Ce terme de « respect » nous offre une transition vers des considérations plus juridiques et éthiques. Qu’est-ce qui autorise la publication de cette sorte de « psychanalyse » (le mot provient du texte) que Dussurget a manifestement écrite pour lui-même ? À côté de son versant patrimonial, le droit d’auteur comprend ce qu’on appelle le droit moral (l’expression est comme la conjonction de deux sphères soigneusement distinguées en général). Ce droit, en principe perpétuel, est inaliénable, mais il est transmissible aux héritiers de l’auteur. Une de ses composantes essentielles est le droit de divulgation ; c’est ainsi que, dans le cas qui nous occupe, la petite-nièce de l’auteur a décidé de publier le texte de son grand-oncle. Celui-ci n’ayant déclaré à aucun moment, de manière formelle, qu’il s’opposait à une telle publication, il n’y a là évidemment aucune irrégularité du point de vue juridique. On peut se demander pourtant si la décision de publier est légitime, en plus d’être conforme à la loi. Dans son avant-propos, Kathleen Fonmarty-Dussurget dit avoir hésité à porter à la connaissance du public ces Mémoires très intimes. Pour Renaud Machart, le responsable éditorial du texte – à qui l’on doit des notes éclairantes sur les personnages cités par l’auteur –, certains éléments permettent de « penser que Gabriel Dussurget n’excluait pas tout à fait une publication ». Mais, si Dussurget avait donné une copie de son texte à plusieurs de ses proches, il déclare (p. 44) qu’il n’a « aucune intention de livrer ces pages à qui que ce soit ». Quand bien même il n’aurait rien dit, il y a un principe en droit contractuel qui peut se formuler à peu près ainsi : « qui ne dit mot ne consent pas » ; lorsqu’un auteur ne peut plus dire un mot, ne faudrait-il pas s’interdire de lui prêter un désir ou un consentement hypothétique (1) ? Peut-être ce point de vue est-il difficile à faire partager : aujourd’hui, le secret n’a pas bonne presse, pire il est regardé presque comme un péché.

Et puis il y a un autre problème.
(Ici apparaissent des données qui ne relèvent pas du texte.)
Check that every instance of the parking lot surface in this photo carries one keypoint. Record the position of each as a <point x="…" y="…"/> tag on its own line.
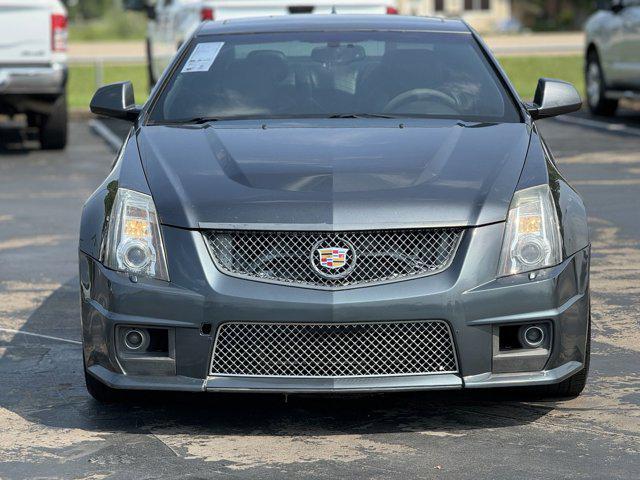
<point x="51" y="428"/>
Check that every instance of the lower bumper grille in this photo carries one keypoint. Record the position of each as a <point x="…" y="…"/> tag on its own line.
<point x="333" y="350"/>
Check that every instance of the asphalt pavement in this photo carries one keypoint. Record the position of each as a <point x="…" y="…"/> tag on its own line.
<point x="51" y="428"/>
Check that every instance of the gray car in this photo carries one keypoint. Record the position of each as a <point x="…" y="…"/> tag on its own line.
<point x="334" y="204"/>
<point x="613" y="55"/>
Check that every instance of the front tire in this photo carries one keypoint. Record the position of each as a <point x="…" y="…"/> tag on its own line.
<point x="52" y="129"/>
<point x="597" y="99"/>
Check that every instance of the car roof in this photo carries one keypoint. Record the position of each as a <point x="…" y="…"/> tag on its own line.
<point x="318" y="22"/>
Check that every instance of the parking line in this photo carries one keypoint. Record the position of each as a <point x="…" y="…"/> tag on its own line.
<point x="610" y="127"/>
<point x="49" y="337"/>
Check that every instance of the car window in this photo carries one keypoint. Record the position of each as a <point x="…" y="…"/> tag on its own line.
<point x="323" y="74"/>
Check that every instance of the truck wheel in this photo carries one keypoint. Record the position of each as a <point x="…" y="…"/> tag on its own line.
<point x="53" y="127"/>
<point x="598" y="102"/>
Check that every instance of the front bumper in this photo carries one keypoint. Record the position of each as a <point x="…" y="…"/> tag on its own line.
<point x="33" y="80"/>
<point x="467" y="296"/>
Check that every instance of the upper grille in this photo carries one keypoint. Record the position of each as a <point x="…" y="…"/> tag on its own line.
<point x="371" y="256"/>
<point x="333" y="350"/>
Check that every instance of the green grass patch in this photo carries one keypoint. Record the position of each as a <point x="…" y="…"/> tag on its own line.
<point x="114" y="25"/>
<point x="524" y="72"/>
<point x="83" y="82"/>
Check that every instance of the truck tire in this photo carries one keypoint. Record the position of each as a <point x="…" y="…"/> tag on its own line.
<point x="52" y="129"/>
<point x="597" y="99"/>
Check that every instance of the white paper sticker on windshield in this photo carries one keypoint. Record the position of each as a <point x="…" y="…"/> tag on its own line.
<point x="202" y="57"/>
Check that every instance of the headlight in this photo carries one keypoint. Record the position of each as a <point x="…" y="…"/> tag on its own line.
<point x="532" y="237"/>
<point x="134" y="243"/>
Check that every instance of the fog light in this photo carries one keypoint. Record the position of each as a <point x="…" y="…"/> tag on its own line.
<point x="531" y="336"/>
<point x="530" y="251"/>
<point x="136" y="255"/>
<point x="135" y="339"/>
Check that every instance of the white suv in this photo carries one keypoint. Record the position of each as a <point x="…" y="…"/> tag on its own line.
<point x="33" y="70"/>
<point x="173" y="21"/>
<point x="613" y="55"/>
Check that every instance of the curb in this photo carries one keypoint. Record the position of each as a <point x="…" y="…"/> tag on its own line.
<point x="104" y="132"/>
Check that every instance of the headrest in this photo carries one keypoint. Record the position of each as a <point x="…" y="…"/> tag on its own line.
<point x="407" y="58"/>
<point x="269" y="62"/>
<point x="339" y="55"/>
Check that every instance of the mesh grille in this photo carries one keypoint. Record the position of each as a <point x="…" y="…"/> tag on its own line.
<point x="369" y="256"/>
<point x="333" y="350"/>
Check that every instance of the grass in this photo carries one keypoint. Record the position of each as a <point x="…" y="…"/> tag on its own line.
<point x="82" y="82"/>
<point x="523" y="72"/>
<point x="114" y="25"/>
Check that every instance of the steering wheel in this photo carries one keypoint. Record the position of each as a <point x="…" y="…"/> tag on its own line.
<point x="420" y="94"/>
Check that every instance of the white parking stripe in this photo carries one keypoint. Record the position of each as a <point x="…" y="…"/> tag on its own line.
<point x="49" y="337"/>
<point x="611" y="127"/>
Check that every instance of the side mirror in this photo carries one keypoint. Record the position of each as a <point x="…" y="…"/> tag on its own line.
<point x="116" y="101"/>
<point x="553" y="98"/>
<point x="151" y="12"/>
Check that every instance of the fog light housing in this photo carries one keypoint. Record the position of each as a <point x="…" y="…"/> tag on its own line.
<point x="532" y="336"/>
<point x="136" y="339"/>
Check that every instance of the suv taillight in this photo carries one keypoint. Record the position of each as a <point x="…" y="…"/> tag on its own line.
<point x="206" y="13"/>
<point x="58" y="32"/>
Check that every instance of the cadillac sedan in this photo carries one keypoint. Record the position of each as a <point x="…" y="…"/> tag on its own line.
<point x="334" y="204"/>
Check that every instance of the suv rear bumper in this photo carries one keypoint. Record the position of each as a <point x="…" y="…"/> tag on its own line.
<point x="25" y="80"/>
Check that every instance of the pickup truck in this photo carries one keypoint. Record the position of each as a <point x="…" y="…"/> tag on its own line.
<point x="33" y="70"/>
<point x="173" y="21"/>
<point x="612" y="66"/>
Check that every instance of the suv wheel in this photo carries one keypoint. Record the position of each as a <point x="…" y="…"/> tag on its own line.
<point x="599" y="104"/>
<point x="53" y="127"/>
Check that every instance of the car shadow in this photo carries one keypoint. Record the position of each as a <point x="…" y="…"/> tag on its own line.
<point x="43" y="383"/>
<point x="15" y="139"/>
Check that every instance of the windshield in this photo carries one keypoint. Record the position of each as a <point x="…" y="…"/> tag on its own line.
<point x="334" y="74"/>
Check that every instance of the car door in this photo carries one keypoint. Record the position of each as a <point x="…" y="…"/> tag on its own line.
<point x="629" y="62"/>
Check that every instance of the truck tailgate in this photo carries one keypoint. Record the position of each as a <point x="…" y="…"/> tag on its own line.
<point x="26" y="32"/>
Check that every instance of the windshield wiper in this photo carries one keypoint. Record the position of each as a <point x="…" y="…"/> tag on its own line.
<point x="360" y="115"/>
<point x="191" y="121"/>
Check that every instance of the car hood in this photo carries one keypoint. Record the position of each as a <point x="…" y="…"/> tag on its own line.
<point x="333" y="176"/>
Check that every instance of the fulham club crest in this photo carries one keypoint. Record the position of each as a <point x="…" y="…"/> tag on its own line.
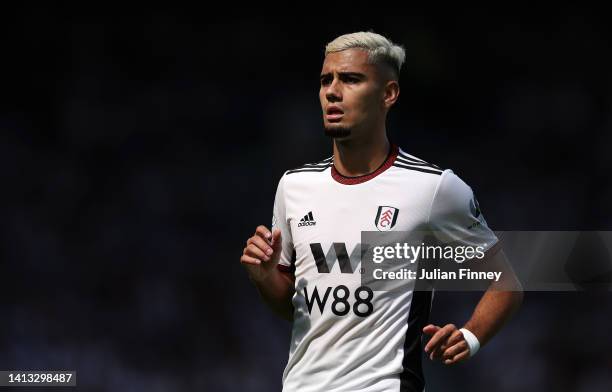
<point x="386" y="217"/>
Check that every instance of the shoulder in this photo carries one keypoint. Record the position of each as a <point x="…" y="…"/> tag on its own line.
<point x="313" y="167"/>
<point x="413" y="164"/>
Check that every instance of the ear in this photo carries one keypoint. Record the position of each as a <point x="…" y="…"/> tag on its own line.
<point x="391" y="93"/>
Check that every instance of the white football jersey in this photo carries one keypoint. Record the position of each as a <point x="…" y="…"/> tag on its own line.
<point x="345" y="336"/>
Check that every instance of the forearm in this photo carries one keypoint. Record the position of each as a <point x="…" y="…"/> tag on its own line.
<point x="495" y="308"/>
<point x="276" y="289"/>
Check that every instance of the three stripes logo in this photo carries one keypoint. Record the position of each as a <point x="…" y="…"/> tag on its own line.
<point x="307" y="220"/>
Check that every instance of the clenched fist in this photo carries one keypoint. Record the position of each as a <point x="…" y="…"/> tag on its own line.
<point x="262" y="252"/>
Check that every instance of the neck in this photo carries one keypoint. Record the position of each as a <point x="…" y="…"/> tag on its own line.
<point x="354" y="158"/>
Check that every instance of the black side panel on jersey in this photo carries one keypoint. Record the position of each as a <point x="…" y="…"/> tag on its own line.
<point x="412" y="379"/>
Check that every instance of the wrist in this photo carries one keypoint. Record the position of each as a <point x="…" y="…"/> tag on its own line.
<point x="471" y="340"/>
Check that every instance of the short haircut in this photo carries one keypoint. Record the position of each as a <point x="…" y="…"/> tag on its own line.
<point x="380" y="49"/>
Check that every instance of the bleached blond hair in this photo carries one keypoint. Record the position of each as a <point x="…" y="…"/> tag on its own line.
<point x="380" y="49"/>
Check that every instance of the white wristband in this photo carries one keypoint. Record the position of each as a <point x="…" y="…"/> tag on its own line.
<point x="471" y="340"/>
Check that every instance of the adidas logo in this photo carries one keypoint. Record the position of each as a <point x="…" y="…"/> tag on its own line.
<point x="307" y="220"/>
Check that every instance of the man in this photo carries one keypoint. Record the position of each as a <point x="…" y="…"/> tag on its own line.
<point x="347" y="337"/>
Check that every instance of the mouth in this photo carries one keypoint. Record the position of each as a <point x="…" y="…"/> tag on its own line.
<point x="333" y="114"/>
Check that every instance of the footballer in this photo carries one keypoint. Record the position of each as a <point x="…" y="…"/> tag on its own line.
<point x="346" y="336"/>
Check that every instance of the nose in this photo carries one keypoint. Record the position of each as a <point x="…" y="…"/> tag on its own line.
<point x="333" y="92"/>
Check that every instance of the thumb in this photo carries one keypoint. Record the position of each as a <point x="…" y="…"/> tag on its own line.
<point x="277" y="240"/>
<point x="431" y="329"/>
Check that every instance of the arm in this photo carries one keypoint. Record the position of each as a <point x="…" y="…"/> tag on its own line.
<point x="260" y="257"/>
<point x="496" y="307"/>
<point x="456" y="217"/>
<point x="498" y="304"/>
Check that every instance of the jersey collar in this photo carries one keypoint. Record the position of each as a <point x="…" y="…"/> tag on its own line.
<point x="366" y="177"/>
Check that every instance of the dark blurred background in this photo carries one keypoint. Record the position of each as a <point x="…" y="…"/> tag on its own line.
<point x="140" y="148"/>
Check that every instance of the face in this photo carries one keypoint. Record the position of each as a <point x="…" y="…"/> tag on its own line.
<point x="353" y="93"/>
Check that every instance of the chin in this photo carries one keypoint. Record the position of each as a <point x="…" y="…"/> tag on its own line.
<point x="337" y="130"/>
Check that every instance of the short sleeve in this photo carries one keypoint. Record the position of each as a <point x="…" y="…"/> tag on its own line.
<point x="279" y="221"/>
<point x="456" y="218"/>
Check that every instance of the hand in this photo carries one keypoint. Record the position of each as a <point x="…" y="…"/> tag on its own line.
<point x="446" y="344"/>
<point x="262" y="252"/>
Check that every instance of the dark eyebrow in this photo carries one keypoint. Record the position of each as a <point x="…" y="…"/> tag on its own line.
<point x="344" y="74"/>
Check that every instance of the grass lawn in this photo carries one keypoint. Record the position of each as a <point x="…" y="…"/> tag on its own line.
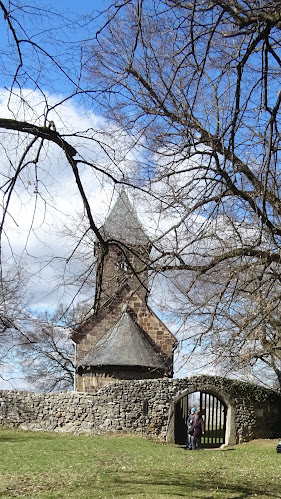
<point x="50" y="465"/>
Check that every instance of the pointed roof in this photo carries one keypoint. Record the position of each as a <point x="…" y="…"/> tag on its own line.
<point x="123" y="224"/>
<point x="125" y="344"/>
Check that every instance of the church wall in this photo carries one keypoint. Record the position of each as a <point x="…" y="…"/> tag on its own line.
<point x="255" y="411"/>
<point x="155" y="329"/>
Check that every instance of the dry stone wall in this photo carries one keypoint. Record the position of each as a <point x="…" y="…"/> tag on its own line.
<point x="252" y="411"/>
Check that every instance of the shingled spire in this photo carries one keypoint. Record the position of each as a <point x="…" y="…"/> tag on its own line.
<point x="129" y="250"/>
<point x="124" y="338"/>
<point x="123" y="224"/>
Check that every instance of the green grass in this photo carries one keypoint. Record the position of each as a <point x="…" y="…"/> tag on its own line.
<point x="48" y="465"/>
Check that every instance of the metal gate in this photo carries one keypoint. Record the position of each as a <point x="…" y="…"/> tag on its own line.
<point x="213" y="411"/>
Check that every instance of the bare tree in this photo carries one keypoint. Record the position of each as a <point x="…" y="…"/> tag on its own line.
<point x="197" y="86"/>
<point x="192" y="95"/>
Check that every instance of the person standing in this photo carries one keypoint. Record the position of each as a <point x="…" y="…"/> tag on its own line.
<point x="190" y="428"/>
<point x="198" y="426"/>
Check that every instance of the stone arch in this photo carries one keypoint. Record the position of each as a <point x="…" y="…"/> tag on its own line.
<point x="220" y="394"/>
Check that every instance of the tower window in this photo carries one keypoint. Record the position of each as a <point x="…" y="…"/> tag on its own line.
<point x="122" y="266"/>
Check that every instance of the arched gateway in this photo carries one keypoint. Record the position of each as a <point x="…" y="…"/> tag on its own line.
<point x="235" y="411"/>
<point x="214" y="413"/>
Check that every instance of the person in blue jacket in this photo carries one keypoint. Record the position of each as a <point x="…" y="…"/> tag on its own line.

En général, on ne respecte pas l’intégrité de ce type de textes : ils sont expurgés. C’est bien le cas ici : « Nous avons cru pouvoir nous permettre de ne pas censurer trop ce texte ni de remplacer, le plus souvent, les vrais noms par des pseudonymes ou des initiales. Il nous aura cependant fallu, en certains cas, renoncer à certains détails trop explicites et user de périphrases. » Quant à la deuxième partie du livre, elle n’est pas tout à fait due à la plume de Dussurget mais résulte d’un « bidouillage » effectué, non sans habileté, à partir de différents textes (ou interventions orales) dont il est l’auteur.

Pour compléter l’ouvrage, les éditeurs ont recueilli, dans le journal intime de Dussurget, quelques aphorismes de son cru. Mais « J’ai la frivolité sérieuse » ou encore « Il gâte sa valeur par l’idée exagérée qu’il s’en fait » n’ajoutent rien à la gloire de l’auteur. 

1. La même question se posait, selon nous, pour la récente publication de l’autobiographie de Henry Barraud (cf. QL n° 1 033, p. 28).